Fracking debate heating up in NZ
Heated debate over fracking, the mining process which could be used to extract gas in western Southland, is raging in the gas heartland of Taranaki.
A protest group, Climate Justice Taranaki, has called for a ban or moratorium on the practice, which it believes threatens aquifiers with toxic chemicals.
The issue has become an environmental flashpoint across the globe, but Taranaki is the first New Zealand region where there have been anti-fracking protests.
"What we are seeing, especially in the United States and Australia, is groundwater aquifiers being depleted and poisoned by toxic chemicals," Climate Justice spokeswoman Emily Bailey said. "The resource companies don't seem to be telling us what's going on."
Fracking is conventionally used to improve the flow of oil and gas wells by injecting a water-chemical mix into a well and subjecting it to high pressure, which forces the rock surrounding the well to crack open, releasing more oil and gas. In Southland, it could be used to extract shale gas from potentially huge deposits recently discovered under the Waiau Basin.
Anti-frackers believe the practice uses toxic chemicals which can permeate underground aquifiers and contaminate water.

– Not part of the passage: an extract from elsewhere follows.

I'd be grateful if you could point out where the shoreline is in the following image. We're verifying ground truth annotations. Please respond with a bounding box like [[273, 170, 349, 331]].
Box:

The panic over fracking for shale gas was ignited by a provocative film, Gasland by Josh Fox, which claimed to expose the huge environmental damage caused by fracking in parts of the United States.
The oil and gas industry in New Zealand has fought back against the protests, saying that the practice is safe and New Zealand's environmental regulations are more stringent than in the US.
At an gas event on Wednesday evening, New Plymouth's Mayor, Harry Duynhoven, spoke out against anti-frackers.
Mr Duynhoven, who was associate minister of energy under the last Labour government, said the public was being fed false information about the dangers of fracking.